Tuesday, March 25, 2008

weekly (late!) summary, week 26, spring #2

I know, I know! This is several days later than it should be, and I apologize to those of you who have actually been waiting for it. My only excuse is that, more and more, my life is getting in the way of my blogging. We're just out there having too much fun, there's not enough time to sit here and type!

Anyway, it's been a ridiculously busy week, what with that start of our Monday Homeschool Classes Spring semester, with both kids booked to the gills, and a museum class for J the following day, where he created all the wonders in this picture. We also visited a couple of the museums in Springfield, MA.
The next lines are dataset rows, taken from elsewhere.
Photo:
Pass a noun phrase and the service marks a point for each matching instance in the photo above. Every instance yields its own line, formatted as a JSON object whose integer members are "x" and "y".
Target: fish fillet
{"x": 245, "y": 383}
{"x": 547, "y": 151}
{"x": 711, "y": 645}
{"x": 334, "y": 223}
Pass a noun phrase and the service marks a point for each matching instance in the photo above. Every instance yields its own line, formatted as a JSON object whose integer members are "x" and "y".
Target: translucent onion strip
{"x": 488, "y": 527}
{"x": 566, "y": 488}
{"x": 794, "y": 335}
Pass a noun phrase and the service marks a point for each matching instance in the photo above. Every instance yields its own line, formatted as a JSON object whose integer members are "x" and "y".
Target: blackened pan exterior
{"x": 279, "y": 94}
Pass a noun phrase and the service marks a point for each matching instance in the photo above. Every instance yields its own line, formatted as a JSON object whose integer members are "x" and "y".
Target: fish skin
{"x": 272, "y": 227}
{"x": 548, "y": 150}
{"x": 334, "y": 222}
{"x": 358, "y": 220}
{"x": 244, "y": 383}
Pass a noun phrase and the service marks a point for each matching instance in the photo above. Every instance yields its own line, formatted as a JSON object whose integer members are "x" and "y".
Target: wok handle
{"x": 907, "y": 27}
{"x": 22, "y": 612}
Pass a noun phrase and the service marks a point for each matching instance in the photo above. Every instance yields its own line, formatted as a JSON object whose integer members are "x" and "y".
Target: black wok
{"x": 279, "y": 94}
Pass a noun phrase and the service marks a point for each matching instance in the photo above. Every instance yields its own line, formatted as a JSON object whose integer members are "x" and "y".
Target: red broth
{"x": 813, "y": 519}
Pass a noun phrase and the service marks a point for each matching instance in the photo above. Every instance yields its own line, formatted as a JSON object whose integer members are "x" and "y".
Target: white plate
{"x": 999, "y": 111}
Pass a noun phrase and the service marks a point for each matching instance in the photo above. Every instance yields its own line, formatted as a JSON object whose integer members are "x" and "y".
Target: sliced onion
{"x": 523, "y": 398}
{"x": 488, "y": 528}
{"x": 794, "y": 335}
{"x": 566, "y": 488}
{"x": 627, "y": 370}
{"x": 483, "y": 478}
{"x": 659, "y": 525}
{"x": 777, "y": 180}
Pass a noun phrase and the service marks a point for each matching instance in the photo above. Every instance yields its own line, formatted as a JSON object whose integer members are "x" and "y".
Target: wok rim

The weather this week was a lot like this -- not particularly spring-like. I did a bit of soul-searching and discovered that I've been trying to "push" the spring thing a bit too much, so we dropped curriculum story for this week and next, and are just concentrating on our Raven and River Adventure Circle (which I keep promising I'll blog about, and so I will!).

We topped out our week with a festival celebrating the Spring Equinox. The Map Man said that really, the spring celebration should have begun on Imbolc, at the start of February. (That's the pagan holy day that demarcates the beginning of rebirth -- makes sense, as traditionally this is when many early spring animals are being born in their dens, shepherds' flocks are lambing, and trees are being tapped at the start of the maple sugaring season.) But, I'm sorry, there is no way I'm celebrating Spring in the heart of frozen winter around here. I have trouble enough celebrating it in March! (Snow is forecast for tonight, and they're predicting a big storm at the end of the week -- Spring my BUTT!!)

But anyway, it was really fun celebrating regardless!

And I know you all want to see what the baby birdies are looking like now, so here they are. This will be my last weekly update on them, since they are now full-fledged adolescents, no longer babies. Cute, no?? That's Huckleberry nearest the camera, Raspberry in the middle, and Blueberry furthest away. (Oh, and proud papa Pineapple in the background, who thinks his kids are crazy for happily stepping up onto our hands and letting us carry them around.)

Family Story Time books this week were: It's Spring, by Linda Glaser, illustrated by Susan Swan; Goose's Story, by Cari Best, illustrated by Holly Meade (this is a very sweet story about overcoming a disability, my kids just loved it!); and the beautiful Mother Earth and Her Children, by Sibylle Von Olfers, illustrated by Sieglinde Schoen Smith.